Дарья оборотилась на хриповатый голос. Впереди арестантского конвоя на толстоногой, широкозадой кобыле ехал Федька Бастрык, размахивая плетью и озирая толпу лупастыми, липучими глазами. Он был в серо-зелёном кафтане стражника с нашивками начальника на рукаве и по вороту. Он сбрил бороду, отчего стал моложавее, но Дарья узнала бы его и в княжеском облачении. Едва увидев Бастрыка, Дарья убедила себя, что с татарами - не ошибка, а злой умысел. Она чуть не закричала об этом, но жизнь успела научить Дарью разуму. Что она скажет народу? Что Федька - злой, а татары - добрые, потому что он её обидел, а они спасли? Да за одно слово в защиту лазутчиков её растерзают. В ней пробуждалась ненависть, едва вспоминала набег карателей на родную деревню. Только два человека способны помочь ей - великий князь, к которому шли эти люди, да Василий, сумевший распознать в них друзей. Почему их казнят, не дождавшись князя?
Расталкивая толпу, не обращая внимания на крики Аринки, девушка бросилась к воинскому лагерю. Там - её дед, там - боярин Илья, там - звонцовские ратники, которым она всё рассказала, при которых Тупик проверял этих татар. Захотят ли они вмешаться, успеют ли остановить казнь - Дарья не думала, она бежала к ним, потому что больше бежать некуда...
У Дарьи хватило сил одолеть пустырь, заросший лебедой и крапивой, на краю поля открылись первые ряды опустевших шатров - ратники собирались на поле, - и тут её ноги стали подгибаться.
-Эй, оглашенная! - окликнул смешливый голос. - Из белены, поди-ка, мази варила - надышалась, небось?
Дарья обернулась на голос и поняла: вот где - помощь. У шатра вся дюжина лесных братьев Фомы Хабычеева седлала коней. Дарья пошла к атаману, пошатываясь. Ослоп тронул Фому за рукав.
-Батяня, глянь, што с ей?
Фома оставил подпругу, обернулся, его прозрачные глаза глянули в помертвелое лицо девушки.
-Дядя Фома... Спаси их...
Он шагнул к ней и поддержал за плечо.
-Погоди, красавица, сядь... вот сюда, на брёвнышко.

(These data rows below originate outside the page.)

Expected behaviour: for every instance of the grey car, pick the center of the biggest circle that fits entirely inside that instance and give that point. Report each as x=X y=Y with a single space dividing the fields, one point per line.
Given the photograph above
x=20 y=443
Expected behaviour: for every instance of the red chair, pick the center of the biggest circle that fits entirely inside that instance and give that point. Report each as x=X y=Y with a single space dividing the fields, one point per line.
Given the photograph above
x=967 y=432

-Нет, дядя Фома, их там сейчас... вешают...
-Кого вешают?
-Наших татар, там у стены...
-Наших татар? - атаман поднял брови.
-Наши - они, вот те Христос! Они шли к князю Дмитрию с вестью из Орды... А их... Это - Бастрык, это он казнит!

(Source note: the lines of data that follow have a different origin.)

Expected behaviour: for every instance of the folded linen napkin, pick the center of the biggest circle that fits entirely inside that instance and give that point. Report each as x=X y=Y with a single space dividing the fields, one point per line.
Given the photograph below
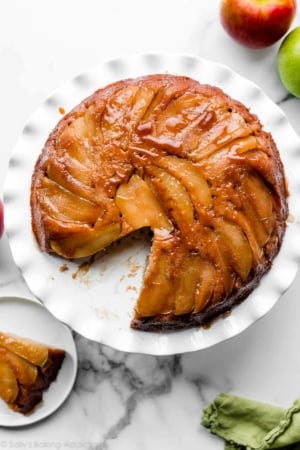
x=246 y=424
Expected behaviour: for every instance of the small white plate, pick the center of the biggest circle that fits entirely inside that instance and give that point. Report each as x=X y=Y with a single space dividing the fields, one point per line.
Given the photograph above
x=29 y=319
x=99 y=302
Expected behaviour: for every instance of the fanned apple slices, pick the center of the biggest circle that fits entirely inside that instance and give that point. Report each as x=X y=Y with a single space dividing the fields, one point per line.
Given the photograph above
x=27 y=368
x=186 y=161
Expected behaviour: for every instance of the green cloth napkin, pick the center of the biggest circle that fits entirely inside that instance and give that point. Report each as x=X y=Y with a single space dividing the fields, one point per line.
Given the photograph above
x=246 y=424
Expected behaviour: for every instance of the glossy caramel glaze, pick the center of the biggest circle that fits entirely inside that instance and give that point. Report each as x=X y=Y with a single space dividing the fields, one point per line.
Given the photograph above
x=185 y=160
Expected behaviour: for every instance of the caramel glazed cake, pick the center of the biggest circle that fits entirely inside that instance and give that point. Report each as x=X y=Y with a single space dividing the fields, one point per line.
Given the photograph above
x=183 y=159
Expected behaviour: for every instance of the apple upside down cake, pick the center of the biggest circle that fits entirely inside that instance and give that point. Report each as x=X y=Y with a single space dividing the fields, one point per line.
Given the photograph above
x=27 y=368
x=183 y=159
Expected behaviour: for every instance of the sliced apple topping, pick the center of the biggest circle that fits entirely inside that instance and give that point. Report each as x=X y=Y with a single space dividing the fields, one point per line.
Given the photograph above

Фома переглянулся со своими.
-Дела... Вечор был я у Мещерского, он мне велел забрать тех лазутчиков у стражи, а про казнь ничего не сказывал. Да ты почём знаешь, кто - они?
-Скорее, дядя Фома!.. Я шла с ними от Холщова, боярин Тупик проверял их и пустил на Коломну.
Дарья и представить не могла, до чего кстати упомянула одного из начальников сторожевых отрядов. Фома посуровел.
-Кряж! А ну скачи к воеводе Мещерскому - что-то, видать, напутал Авдей-бездей со своей дружиной. Девка-то, вишь, сурьёзная, Тупика знает.
Кряж прыгнул в седло и конь рванул с места в карьер.
-По коням, братья! Ты, красавица, сиди тут, аль вон в шатре полежи, отойди немного.
Отряд помчался через пустырь, лишь Ослоп чуть задержался и крикнул с седла:
-Молодец, девка, што прямо к нам! Я ж те говорил... А до борова того нынче ж доберусь!..
Дарья опустилась, прилегла на землю. Когда вернулись силы, встала и пошла в город.
Глашатай уже объявил приказ тысяцкого Авдея, толпа обсуждала его, напирала на стражу - она бунтовала против лёгкой казни для лазутчиков, требовала для врагов мучительной смерти по образцу ордынских расправ. Семена варварства и жестокости, посеянные захватчиками, прорастали и на Русской земле. Под стеной детинца, сложенной из дубовых бревён, возвышались виселицы, сделанные из необструганных лесин; ветерок раскачивал намыленные верёвочные петли. Ордынцы стояли в затылок со связанными за спиной руками, лишь молодой пленник поддерживал своего начальника, которому предстояло первому отправиться в райские сады Аллаха. Бастрык с седла следил, как двое палачей из стражи подкатывали чурки под виселицы, злился - оба не спешили, давая толпе насмотреться на зрелище. Им и невдомёк, что каждый потерянный миг отдаляет Бастрыка от того часа, когда тайна драгоценной иконы будет принадлежать ему одному. Вот уже и тысяцкий Авдей с охраной появился, раздвинул конями толпу, стоит, ждёт, а палачи всё ещё заняты чурками. "Какого лешего они, треклятые, переставляют их с места на место - не всё ли равно, с толстой или тонкой сталкивать этих висельников?"